Marital agreements can be costly, particularly with the support of an attorney. However, the cost of a marital agreement is significantly less than the cost of litigating or negotiating the division of property if a couple divorces. If an agreement is unenforceable when a couple divorces, then this benefit is lost, and couples spend money on both processes. This is why it is beneficial to work with an attorney, as they can create an enforceable agreement.

Myth: A Prenup Only Protects One Spouse

A well-crafted prenuptial agreement should protect the interests of both spouses. The myth that a prenup only protects one spouse’s assets, typically the rich spouse’s, comes from a misconception that a prenuptial agreement is created by one spouse while the other spouse signs it without input.

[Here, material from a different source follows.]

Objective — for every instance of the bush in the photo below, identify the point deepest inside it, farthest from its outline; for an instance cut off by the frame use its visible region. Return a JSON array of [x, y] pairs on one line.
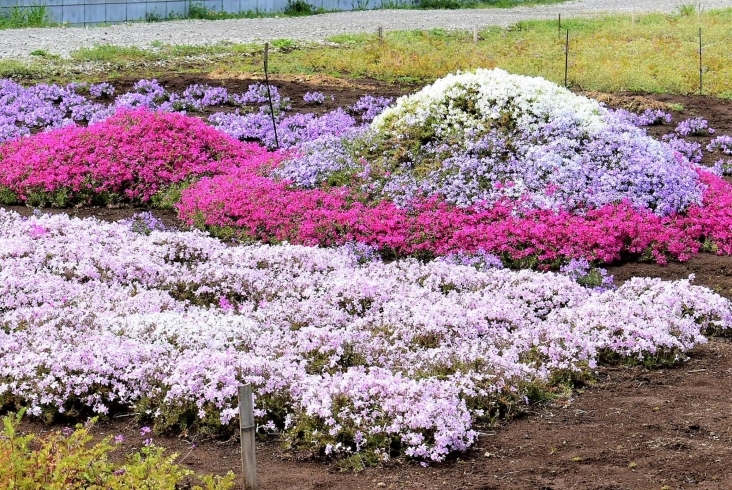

Prenuptial agreements instead should be collaborative documents made by both spouses, where they discuss financial issues and work to protect both of their interests during their marriage and in the event of divorce. This type of agreement, especially when legal representation is present during negotiation or to review the agreement, is more likely to protect both spouse’s rights equally, without only benefiting one spouse.

A prenuptial agreement that only protects the assets of one spouse and does not provide the other spouse with enough assets to support themselves is likely considered unconscionable and will not be enforced by the court.


Q: What Are the Disadvantages of a Prenuptial Agreement?

A: Some of the disadvantages of a prenuptial agreement include:

  1. It can be a waste of time and effort if it is unenforceable when a couple gets a divorce.
  2. A prenup is more effective with legal counsel, which is more costly.
  3. If the court does not invalidate an unfair agreement, one spouse may be worse off.
  4. The agreement only addresses property division and sometimes spousal support; it cannot address other parts of divorce, such as child custody or child support.

Q: What Are Five Terms That Cannot Be Included in a Prenuptial Agreement?

A: A prenuptial agreement cannot include the following five terms:

  1. Child custody and child support decisions. This is because these decisions have to be made with the child’s interests in mind at the time of the separation.
  2. Unconscionable terms. If the agreement is unreasonably unfair to one spouse, it will be unenforceable.
  3. Incentives for divorce. Any terms that encourage divorce are not allowed.
  4. Illegal terms. There cannot be terms about illegal activity or requiring a spouse to consent to illegal activity.
  5. Personal preferences. Any non-financial terms that dictate a spouse’s personal conduct are not allowed.

Q: Are Prenups Legal in Kansas?

A: Yes, prenups are legal in Kansas. Prenuptial and postnuptial agreements are both types of marital agreements. They are legal and enforceable as long as they follow contract law and both parties disclose the relevant financial information prior to creating the agreement. Prenuptial agreements are created prior to marriage and are only enforceable once the couple gets married.

Q: What Voids a Prenup?

A: A prenuptial agreement is voided if it does not meet contract law. This may include:

  1. The agreement is not signed by both parties.
  2. The parties did not disclose relevant financial information and didn’t waive the right to that information prior to signing.
  3. One party signed the agreement under duress or force.
  4. One party lacked the testamentary capacity to sign the agreement, such as being under the influence, underage, mentally incapacitated, or mentally incapable.

To create an agreement that is less at risk of being voided, it’s important to work with a skilled attorney.